Pocos barrios de cualquier ciudad pueden vanagloriarse de haber encarnado en un animal la personificación y el simbolismo mítico necesarios como para que la sola mención de ese irracional, ya sea mamífero, acuático o volátil, evoque de inmediato a su espacio geográfico concreto y a todos sus habitantes.

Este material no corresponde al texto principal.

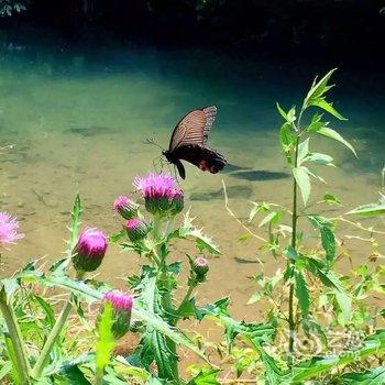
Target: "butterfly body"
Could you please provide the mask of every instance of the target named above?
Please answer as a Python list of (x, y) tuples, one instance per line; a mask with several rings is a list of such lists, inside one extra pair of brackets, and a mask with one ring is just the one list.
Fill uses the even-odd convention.
[(226, 158), (216, 150), (206, 147), (209, 131), (217, 116), (215, 106), (187, 113), (175, 127), (168, 150), (162, 154), (174, 164), (183, 179), (186, 170), (180, 161), (187, 161), (202, 172), (217, 174), (227, 164)]

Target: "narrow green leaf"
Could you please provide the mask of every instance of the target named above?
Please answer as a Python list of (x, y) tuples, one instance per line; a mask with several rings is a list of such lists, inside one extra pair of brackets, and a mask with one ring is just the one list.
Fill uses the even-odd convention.
[(385, 202), (359, 206), (355, 209), (345, 213), (345, 216), (350, 216), (350, 215), (361, 215), (361, 216), (385, 215)]
[(98, 341), (96, 343), (96, 369), (103, 373), (105, 367), (111, 362), (112, 349), (116, 341), (112, 334), (113, 309), (110, 302), (103, 304), (103, 311), (98, 322)]
[(342, 206), (341, 200), (337, 198), (334, 195), (326, 193), (323, 196), (323, 199), (319, 201), (319, 204), (328, 204), (328, 205), (336, 205), (336, 206)]
[(329, 129), (328, 127), (322, 127), (321, 129), (319, 129), (317, 131), (317, 133), (319, 133), (320, 135), (323, 135), (323, 136), (331, 138), (334, 141), (338, 141), (338, 142), (344, 144), (355, 155), (355, 157), (359, 157), (354, 147), (348, 141), (345, 141), (341, 136), (341, 134), (339, 134), (336, 130)]
[(307, 205), (307, 201), (310, 197), (310, 178), (305, 167), (299, 166), (293, 168), (293, 175), (298, 184), (300, 194), (302, 196), (304, 205)]
[(266, 223), (276, 224), (277, 222), (279, 222), (280, 217), (282, 217), (282, 211), (272, 211), (264, 219), (262, 219), (262, 221), (258, 224), (258, 228), (262, 228)]
[(309, 154), (309, 141), (310, 138), (307, 138), (304, 142), (300, 142), (298, 145), (298, 165), (300, 165), (304, 162), (305, 157)]
[(321, 153), (311, 153), (305, 157), (304, 162), (314, 162), (321, 166), (333, 166), (333, 158), (330, 155)]
[(297, 261), (299, 258), (297, 251), (292, 245), (287, 246), (284, 253), (287, 255), (288, 258), (293, 261)]
[(302, 274), (298, 271), (294, 272), (296, 282), (296, 297), (298, 298), (299, 307), (304, 317), (309, 315), (310, 298)]
[(318, 82), (317, 78), (314, 80), (312, 86), (304, 100), (304, 107), (307, 108), (319, 98), (321, 98), (330, 88), (333, 86), (328, 86), (328, 81), (331, 75), (336, 72), (337, 68), (331, 69)]
[(323, 226), (320, 228), (321, 231), (321, 243), (326, 252), (327, 260), (332, 262), (336, 256), (336, 239), (330, 228)]
[(330, 114), (332, 114), (333, 117), (336, 117), (337, 119), (348, 120), (346, 118), (342, 117), (341, 113), (336, 111), (332, 103), (327, 102), (324, 99), (314, 100), (309, 106), (319, 107), (322, 110), (324, 110), (324, 111), (329, 112)]

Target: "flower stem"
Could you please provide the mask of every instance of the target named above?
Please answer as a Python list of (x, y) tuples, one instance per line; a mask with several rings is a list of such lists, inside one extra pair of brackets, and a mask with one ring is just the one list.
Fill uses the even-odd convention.
[(18, 373), (21, 385), (29, 384), (29, 373), (31, 371), (30, 363), (28, 361), (28, 354), (25, 350), (25, 344), (21, 336), (19, 323), (14, 318), (14, 314), (7, 302), (7, 294), (3, 288), (0, 288), (0, 311), (4, 317), (7, 323), (8, 332), (10, 334), (12, 346), (14, 350), (16, 366), (15, 371)]
[[(77, 272), (76, 279), (82, 279), (84, 275), (85, 275), (85, 272)], [(61, 331), (62, 331), (62, 329), (63, 329), (63, 327), (68, 318), (68, 315), (69, 315), (72, 308), (73, 308), (73, 304), (70, 300), (68, 300), (67, 304), (63, 307), (58, 318), (56, 319), (56, 322), (55, 322), (53, 329), (51, 330), (47, 340), (44, 343), (44, 346), (43, 346), (42, 352), (36, 361), (36, 364), (33, 367), (32, 376), (34, 378), (38, 378), (42, 375), (44, 364), (50, 356), (52, 348), (54, 346), (56, 339), (59, 336), (59, 333), (61, 333)]]
[[(169, 231), (169, 227), (172, 226), (170, 221), (167, 223), (167, 230)], [(163, 239), (164, 234), (161, 234), (161, 228), (162, 228), (162, 218), (161, 216), (154, 217), (154, 227), (153, 227), (153, 238), (156, 244), (160, 243), (160, 241)], [(172, 293), (170, 293), (170, 286), (169, 286), (169, 280), (168, 280), (168, 272), (167, 272), (167, 264), (166, 264), (166, 255), (163, 255), (162, 248), (160, 245), (156, 246), (155, 254), (160, 257), (161, 263), (158, 265), (158, 280), (157, 284), (161, 284), (164, 286), (165, 292), (162, 296), (162, 305), (165, 309), (173, 309), (173, 299), (172, 299)], [(168, 375), (173, 378), (173, 382), (176, 384), (179, 384), (179, 370), (178, 370), (178, 362), (176, 360), (176, 344), (175, 342), (166, 337), (166, 343), (169, 349), (169, 351), (173, 353), (175, 359), (170, 362), (170, 373)], [(164, 380), (169, 380), (164, 378)]]
[[(294, 167), (298, 166), (298, 145), (299, 145), (299, 136), (296, 138), (296, 146), (295, 146), (295, 163)], [(292, 213), (292, 248), (296, 250), (297, 248), (297, 221), (298, 221), (298, 215), (297, 215), (297, 180), (295, 177), (293, 177), (293, 213)], [(290, 260), (290, 264), (294, 264), (295, 262)], [(289, 326), (289, 346), (288, 346), (288, 358), (287, 358), (287, 364), (292, 369), (294, 364), (294, 338), (295, 338), (295, 329), (296, 329), (296, 321), (295, 321), (295, 315), (294, 315), (294, 283), (290, 280), (289, 286), (289, 298), (288, 298), (288, 326)]]

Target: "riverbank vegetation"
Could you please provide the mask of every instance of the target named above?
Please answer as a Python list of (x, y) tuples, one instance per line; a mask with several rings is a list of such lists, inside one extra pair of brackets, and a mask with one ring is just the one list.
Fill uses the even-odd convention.
[[(228, 310), (231, 298), (196, 300), (197, 287), (216, 274), (210, 257), (226, 255), (195, 227), (174, 177), (148, 173), (133, 182), (135, 195), (113, 202), (121, 218), (116, 233), (84, 229), (77, 196), (65, 257), (51, 266), (44, 258), (33, 260), (1, 279), (1, 383), (383, 384), (385, 270), (377, 239), (384, 237), (384, 196), (338, 217), (327, 217), (324, 207), (341, 206), (342, 197), (326, 193), (309, 205), (311, 184), (324, 183), (322, 167), (336, 166), (330, 154), (315, 150), (317, 138), (337, 141), (358, 156), (334, 129), (344, 117), (327, 99), (332, 74), (314, 81), (299, 108), (277, 105), (282, 154), (292, 170), (292, 206), (253, 202), (244, 223), (229, 207), (223, 185), (229, 216), (245, 230), (243, 241), (258, 245), (249, 304), (262, 304), (263, 317), (234, 319)], [(362, 216), (373, 223), (361, 223)], [(350, 229), (360, 232), (354, 238), (370, 244), (371, 253), (342, 274), (338, 262), (354, 257), (344, 248)], [(2, 258), (22, 237), (16, 219), (2, 212)], [(179, 240), (195, 246), (175, 262)], [(138, 273), (125, 277), (124, 290), (94, 277), (112, 243), (142, 261)], [(277, 264), (274, 276), (264, 274), (261, 254)], [(207, 320), (223, 330), (221, 342), (197, 338), (193, 322)], [(182, 370), (183, 351), (197, 358), (187, 372)]]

Dícese que hubo una mujer, lechera de oficio y vallecana de nacimiento, que tenia en sus establos, además de vacas, un hermosísimo caballo. Era este, según los decires, aún más blanco que el líquido de las vacas, compitiendo su albura con la de la misma nieve esplendorosa de los más duros inviernos. Tenía además largas y fuertes crines de tacto sedoso y unas patas finas y musuculadas como las de un pura sangre, siendo la belleza de ese animal la más abundante fuente de envidia de todos los propietarios de caballos de los alrededores. Los cuales no paraban de refunfuñar ni de decir cosas entre dientes o en voz muy baja y secreta cada vez que veían ante sí la fina estampa del noble bruto. Y seguramente fueron ellos quienes propagaron el rumor de que la lechera, la cual era, según dicen , una real hembra, de carnes rozagantes y prietas y piel tan blanca como el alimento que vendía, se había enamorado tan perdidamente del caballo como para mantener relaciones carnales con él. Y no solo eso, si no que añade la imaginación popular que el sensacional suceso ocurrió junto a un pilón que había por entonces en los Altos de Arenal.
Añaden estas antiguas crónicas, que hubo un hijo de tal unión amorosa, exactamente igual que cuando Zeus se unía a alguna mortal hembra disfrazando su divinidad con apariencia de animal e, infaliblemente nacía un niño semidivino, entre mortal y dios, lo que suele ser conocido como héroe.
Se atribuyo a ese niño, nacido de caballo y mujer, la fundación y origen de Vallekas.
Dio en llamarse a los vallecanos “Hijos del caballo blanco”, y ellos que no solían tener abundantes conocimientos mitológicos, ni de los usos y costumbres de dioses o héroes paganos, entendían aquellos como un insulto, algo así como si la cosa quisiera decir “hijo de mala madre”, por lo que hubo, a cuenta de aquella lechera y de aquel caballo, buenas raciones de bofetadas y también algún que otro brillo de navajas.
Afortunadamente el tema ha ido perdiendo virulencia con el tiempo y los vallecanos de hoy, que conocen la leyenda, suelen evocarla con una grata sonrisa en los labios y tomándola por el valor que exactamente posee: el de ser un rasgo que contribuye a definir las señas de identidad y diferenciación de una determinada zona geográfica y de sus habitantes.
Pues es de señalar que el matiz insultante solo se daba cuando la evocación del caballo blanco provenía de un no-vallecano. Si las mismas palabras eran salidas de boca de un genuino hijo de Vallekas, todos sus convecinos las admitían con gesto de íntima complicidad, pues sabían que lo que con ellas se proclamaba era la pertenencia a un territorio, a un clan, a un tótem: el del Caballo Blanco, Vallekas.